When to Choose Term Life Insurance
- Specific Needs: If you need to cover a mortgage, fund college, or replace income for a set time, term life’s lump sum is perfect.
- Healthy and Young: If you’re in good health, you can get low premiums for high coverage, making term life cost-effective.
- Financial Independence: If you expect to have enough savings by the end of the term (say, by your 60s), you might not need lifelong coverage.
- Flexibility Needs: If you want the option to adjust or cancel coverage, term life gives you that freedom.
Combining Both
Many retirees don’t choose one over the other—they use both. For example, you might enroll in SBP for lifelong income and buy a 20-year term life policy to cover a mortgage or your kids’ education years. This combo gives you the best of both worlds: steady income and a lump sum for big expenses.
Real-Life Scenarios
- Scenario 1: Younger Spouse, Limited Savings
John, a 50-year-old retiree, has a 40-year-old spouse and no major savings. He chooses SBP to ensure his spouse has income for 30–40 years after he’s gone. The COLAs give him peace of mind that she won’t struggle with rising costs. - Scenario 2: Healthy Retiree, Big Mortgage
Sarah, a 45-year-old retiree, is healthy and has a $200,000 mortgage. She buys a $250,000, 20-year term life policy to cover the mortgage and other debts if she dies. She skips SBP because she expects to build savings by retirement. - Scenario 3: Combined Approach
Mike, a 48-year-old retiree, enrolls in SBP for his spouse’s long-term security. He also gets a $500,000, 15-year term life policy to cover his kids’ college costs and a car loan. This balances immediate and future needs.
Things to Consider
- Health Status: If you have health issues, SBP’s lack of medical underwriting is a big plus. Term life might be pricier or unavailable.

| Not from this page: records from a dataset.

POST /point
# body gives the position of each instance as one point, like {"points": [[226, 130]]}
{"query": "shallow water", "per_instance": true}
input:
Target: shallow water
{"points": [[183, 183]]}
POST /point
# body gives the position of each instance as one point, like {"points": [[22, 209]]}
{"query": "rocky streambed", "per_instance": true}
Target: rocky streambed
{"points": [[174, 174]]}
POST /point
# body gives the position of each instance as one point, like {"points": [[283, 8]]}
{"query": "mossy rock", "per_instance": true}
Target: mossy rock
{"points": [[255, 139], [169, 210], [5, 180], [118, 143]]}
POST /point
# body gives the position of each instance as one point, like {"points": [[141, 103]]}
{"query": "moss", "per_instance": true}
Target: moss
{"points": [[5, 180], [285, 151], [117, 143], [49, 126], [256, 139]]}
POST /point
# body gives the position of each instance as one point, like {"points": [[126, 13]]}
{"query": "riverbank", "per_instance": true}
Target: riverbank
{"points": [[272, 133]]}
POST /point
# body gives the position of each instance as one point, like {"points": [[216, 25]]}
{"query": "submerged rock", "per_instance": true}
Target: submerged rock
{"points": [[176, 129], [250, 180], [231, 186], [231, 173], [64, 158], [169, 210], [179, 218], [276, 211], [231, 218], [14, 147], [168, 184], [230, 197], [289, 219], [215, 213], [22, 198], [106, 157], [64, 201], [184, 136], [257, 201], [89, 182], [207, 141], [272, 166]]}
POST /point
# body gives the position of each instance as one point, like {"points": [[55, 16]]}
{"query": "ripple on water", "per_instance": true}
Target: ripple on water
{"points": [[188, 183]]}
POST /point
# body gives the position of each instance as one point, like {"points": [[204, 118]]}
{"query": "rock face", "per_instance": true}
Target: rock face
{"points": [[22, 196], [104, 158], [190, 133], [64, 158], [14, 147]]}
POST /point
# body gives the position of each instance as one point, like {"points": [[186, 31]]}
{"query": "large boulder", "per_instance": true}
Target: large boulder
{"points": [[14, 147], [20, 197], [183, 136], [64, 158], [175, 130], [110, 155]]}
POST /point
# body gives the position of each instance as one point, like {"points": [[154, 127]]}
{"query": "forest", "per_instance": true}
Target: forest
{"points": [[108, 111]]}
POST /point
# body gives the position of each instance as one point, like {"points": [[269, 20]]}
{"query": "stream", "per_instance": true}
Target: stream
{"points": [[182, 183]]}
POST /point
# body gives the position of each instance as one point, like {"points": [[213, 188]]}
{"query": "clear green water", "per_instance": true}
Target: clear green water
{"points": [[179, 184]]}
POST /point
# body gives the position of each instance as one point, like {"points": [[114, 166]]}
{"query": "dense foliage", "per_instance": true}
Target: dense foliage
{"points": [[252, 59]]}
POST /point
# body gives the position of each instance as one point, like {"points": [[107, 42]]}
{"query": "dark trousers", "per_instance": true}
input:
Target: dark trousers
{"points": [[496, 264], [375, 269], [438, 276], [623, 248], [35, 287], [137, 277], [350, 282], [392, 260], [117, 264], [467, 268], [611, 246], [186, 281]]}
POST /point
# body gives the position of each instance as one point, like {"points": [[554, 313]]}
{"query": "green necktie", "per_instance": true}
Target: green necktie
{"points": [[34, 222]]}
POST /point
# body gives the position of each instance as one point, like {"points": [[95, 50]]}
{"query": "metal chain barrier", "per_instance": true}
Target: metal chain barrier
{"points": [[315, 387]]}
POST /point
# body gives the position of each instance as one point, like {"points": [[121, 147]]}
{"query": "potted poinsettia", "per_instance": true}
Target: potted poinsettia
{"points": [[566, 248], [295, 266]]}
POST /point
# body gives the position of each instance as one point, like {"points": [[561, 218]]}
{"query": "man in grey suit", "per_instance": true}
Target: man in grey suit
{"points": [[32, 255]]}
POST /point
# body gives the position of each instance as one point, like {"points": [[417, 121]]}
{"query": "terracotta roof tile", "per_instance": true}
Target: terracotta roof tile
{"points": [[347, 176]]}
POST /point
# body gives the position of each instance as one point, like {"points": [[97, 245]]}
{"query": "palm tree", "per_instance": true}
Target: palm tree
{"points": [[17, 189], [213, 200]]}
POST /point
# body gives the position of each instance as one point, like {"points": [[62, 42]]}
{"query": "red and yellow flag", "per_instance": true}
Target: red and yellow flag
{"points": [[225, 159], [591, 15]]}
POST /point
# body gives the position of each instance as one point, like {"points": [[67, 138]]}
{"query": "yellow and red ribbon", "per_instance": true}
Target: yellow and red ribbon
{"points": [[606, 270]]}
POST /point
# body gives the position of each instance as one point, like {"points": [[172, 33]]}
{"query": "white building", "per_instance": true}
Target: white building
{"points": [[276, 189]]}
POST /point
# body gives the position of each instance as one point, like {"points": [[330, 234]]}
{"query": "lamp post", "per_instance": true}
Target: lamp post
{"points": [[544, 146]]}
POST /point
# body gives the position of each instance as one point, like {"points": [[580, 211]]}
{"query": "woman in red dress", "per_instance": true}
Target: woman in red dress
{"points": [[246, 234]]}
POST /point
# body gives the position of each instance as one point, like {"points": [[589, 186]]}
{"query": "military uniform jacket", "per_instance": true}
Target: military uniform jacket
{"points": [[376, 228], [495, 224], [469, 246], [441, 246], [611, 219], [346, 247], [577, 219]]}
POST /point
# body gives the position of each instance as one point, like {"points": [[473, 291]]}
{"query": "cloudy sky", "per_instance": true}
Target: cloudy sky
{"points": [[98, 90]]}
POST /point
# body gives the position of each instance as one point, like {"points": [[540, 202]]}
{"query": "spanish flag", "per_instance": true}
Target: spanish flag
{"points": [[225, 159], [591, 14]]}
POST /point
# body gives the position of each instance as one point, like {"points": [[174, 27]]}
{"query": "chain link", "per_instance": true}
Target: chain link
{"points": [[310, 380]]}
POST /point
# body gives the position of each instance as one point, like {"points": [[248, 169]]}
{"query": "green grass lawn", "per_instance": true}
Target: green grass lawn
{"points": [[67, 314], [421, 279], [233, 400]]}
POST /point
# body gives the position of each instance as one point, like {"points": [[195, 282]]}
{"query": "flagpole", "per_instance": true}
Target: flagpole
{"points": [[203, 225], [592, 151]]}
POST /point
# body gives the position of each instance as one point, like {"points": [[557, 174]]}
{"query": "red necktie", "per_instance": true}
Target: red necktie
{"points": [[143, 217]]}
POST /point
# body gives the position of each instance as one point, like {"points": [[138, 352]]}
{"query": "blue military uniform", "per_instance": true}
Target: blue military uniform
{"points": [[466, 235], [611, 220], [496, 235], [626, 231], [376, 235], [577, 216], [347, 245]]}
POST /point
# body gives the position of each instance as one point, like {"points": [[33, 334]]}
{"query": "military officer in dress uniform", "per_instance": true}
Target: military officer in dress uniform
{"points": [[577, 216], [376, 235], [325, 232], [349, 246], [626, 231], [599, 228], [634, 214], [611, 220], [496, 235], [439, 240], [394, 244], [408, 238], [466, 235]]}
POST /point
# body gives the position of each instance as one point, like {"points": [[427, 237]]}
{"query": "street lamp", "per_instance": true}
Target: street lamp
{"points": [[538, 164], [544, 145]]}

- Life Expectancy: Military retirees often retire in their 40s. If you’re 42, you might live another 40 years, outliving a 20- or 30-year term policy. SBP ensures coverage no matter how long you live.
- Financial Goals: If you’re building wealth through investments, term life might be enough until you’re financially independent. If not, SBP’s lifelong payments are safer.
- Tax Implications: SBP’s taxable benefits might mean less take-home pay for your spouse. Term life’s tax-free payout could be more appealing for large expenses.
Making the Decision
There’s no one-size-fits-all answer. SBP offers permanent, inflation-protected income but lacks flexibility. Term life is affordable and flexible, but temporary. Your choice depends on:
- How long do you want coverage to last?
- Whether you need a monthly income or a lump sum.
- Your health and ability to get term life insurance.
- Your family’s financial needs and future plans.
A financial advisor who specializes in military benefits can help. They can run numbers, like comparing SBP’s monthly payments to a term life payout invested over time, to see what makes sense for you. For example, a $1.5 million term life payout might last 30–40 years if invested, but SBP could provide more if your spouse lives longer.
Final Thoughts
Choosing between SBP and term life insurance is a personal decision that requires careful thought. SBP ensures lifelong security with inflation protection, while term life offers flexibility and immediate funds.
Many retirees find that combining both creates a balanced plan. Whatever you choose, make sure it aligns with your family’s needs and gives you peace of mind.
Talk to an advisor, review your finances, and make a choice that protects your loved ones for years to come.